Yes, and I think we might have to revive that discussion, unfortunately. I started thinking about this, but did not reach a conclusion. Sharing my thoughts.
The minimum we might need to make use of guest_memfd (v1 or v2 ;) ) not just for private memory should be:
(1) Have private + shared parts backed by guest_memfd. Either the same, or a fd pair. (2) Allow to mmap only the "shared" parts. (3) Allow in-place conversion between "shared" and "private" parts.
These three were covered (modulo bugs) in the guest_memfd() RFC I'd sent a while back:
https://lore.kernel.org/all/20240222161047.402609-1-tabba@google.com/
I remember there was a catch to it (either around mmap or pinning detection -- or around support for huge pages in the future; maybe these count as BUGs :) ).
I should probably go back and revisit the whole thing, I was only CCed on some part of it back then.
(4) Allow migration of the "shared" parts.
We would really like that too, if they allow us :)
A) Convert shared -> private?
- Must not be GUP-pinned
- Must not be mapped
- Must not reside on ZONE_MOVABLE/MIGRATE_CMA
- (must rule out any other problematic folio references that could read/write memory, might be feasible for guest_memfd)
B) Convert private -> shared?
- Nothing to consider
C) Map something?
- Must not be private
A,B and C were covered (again, modulo bugs) in the RFC.
For ordinary (small) pages, that might be feasible. (ZONE_MOVABLE/MIGRATE_CMA might be feasible, but maybe we could just not support them initially)
The real fun begins once we want to support huge pages/large folios and can end up having a mixture of "private" and "shared" per huge page. But really, that's what we want in the end I think.
I agree.
Unless we can teach the VM to not convert arbitrary physical memory ranges on a 4k basis to a mixture of private/shared ... but I've been told we don't want that. Hm.
There are two big problems with that that I can see:
- References/GUP-pins are per folio
What if some shared part of the folio is pinned but another shared part that we want to convert to private is not? Core-mm will not provide the answer to that: the folio maybe pinned, that's it. *Disallowing* at least long-term GUP-pins might be an option.
Right.
To get stuff into an IOMMU, maybe a per-fd interface could work, and guest_memfd would track itself which parts are currently "handed out", and with which "semantics" (shared vs. private).
[IOMMU + private parts might require that either way? Because, if we dissallow mmap, how should that ever work with an IOMMU otherwise].
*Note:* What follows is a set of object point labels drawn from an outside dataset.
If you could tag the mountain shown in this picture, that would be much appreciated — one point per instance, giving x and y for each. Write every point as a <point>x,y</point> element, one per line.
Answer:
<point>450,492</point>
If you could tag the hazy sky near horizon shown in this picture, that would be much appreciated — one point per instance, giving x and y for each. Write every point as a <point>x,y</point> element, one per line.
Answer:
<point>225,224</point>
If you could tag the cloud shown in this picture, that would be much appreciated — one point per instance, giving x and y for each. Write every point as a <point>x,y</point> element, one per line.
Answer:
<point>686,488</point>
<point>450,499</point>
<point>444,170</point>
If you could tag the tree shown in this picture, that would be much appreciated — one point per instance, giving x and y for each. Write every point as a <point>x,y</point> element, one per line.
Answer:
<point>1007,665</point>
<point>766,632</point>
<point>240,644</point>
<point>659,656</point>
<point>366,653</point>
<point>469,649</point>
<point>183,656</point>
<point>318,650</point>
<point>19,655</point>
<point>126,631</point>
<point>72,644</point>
Not sure if IOMMU + private makes that much sense really, but I think I might not really understand what you mean by this.
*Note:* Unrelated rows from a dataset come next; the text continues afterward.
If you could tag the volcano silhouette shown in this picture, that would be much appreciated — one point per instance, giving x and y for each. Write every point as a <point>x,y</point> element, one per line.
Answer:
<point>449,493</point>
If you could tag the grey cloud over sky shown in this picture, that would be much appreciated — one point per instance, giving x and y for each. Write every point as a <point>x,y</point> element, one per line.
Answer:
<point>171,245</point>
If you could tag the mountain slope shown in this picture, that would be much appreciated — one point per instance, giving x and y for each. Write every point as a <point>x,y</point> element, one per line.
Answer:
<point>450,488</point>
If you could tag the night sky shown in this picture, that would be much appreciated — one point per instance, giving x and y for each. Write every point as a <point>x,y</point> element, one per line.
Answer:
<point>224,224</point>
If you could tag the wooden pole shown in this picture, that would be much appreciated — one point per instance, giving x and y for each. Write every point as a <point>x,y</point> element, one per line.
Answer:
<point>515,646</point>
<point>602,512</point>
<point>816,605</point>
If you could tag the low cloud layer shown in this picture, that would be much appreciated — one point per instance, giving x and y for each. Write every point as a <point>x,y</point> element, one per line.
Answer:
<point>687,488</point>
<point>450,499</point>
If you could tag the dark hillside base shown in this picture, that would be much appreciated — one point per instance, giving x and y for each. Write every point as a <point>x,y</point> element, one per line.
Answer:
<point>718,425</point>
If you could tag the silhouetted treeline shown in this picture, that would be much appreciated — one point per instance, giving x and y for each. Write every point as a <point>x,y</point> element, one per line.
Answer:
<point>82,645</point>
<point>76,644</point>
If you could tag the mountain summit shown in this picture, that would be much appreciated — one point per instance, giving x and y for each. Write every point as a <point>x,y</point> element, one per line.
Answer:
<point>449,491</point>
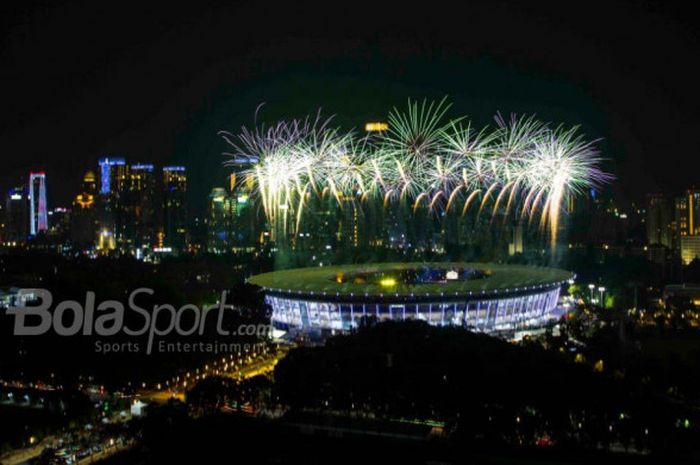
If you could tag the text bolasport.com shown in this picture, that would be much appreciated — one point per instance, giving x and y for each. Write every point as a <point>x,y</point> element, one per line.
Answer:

A device might be able to access private memory. In the TDX world, this would mean that a device "speaks" encrypted memory.
At the same time, a device might be able to access shared memory. Maybe devices can do both?
What do do when converting between private and shared? I think it depends on various factors (e.g., device capabilities).
[...]
I recall quite some details with memory renting or so on pKVM ... and I have to refresh my memory on that.
I really would like to get to a place where we could investigate and sort out all of these issues. It would be good to know though, what, in principle (and not due to any technical limitations), we might be allowed to do and expand guest_memfd() to do, and what out of principle is off the table.
As Jason said, maybe we need a revised model that can handle [...] private+shared properly.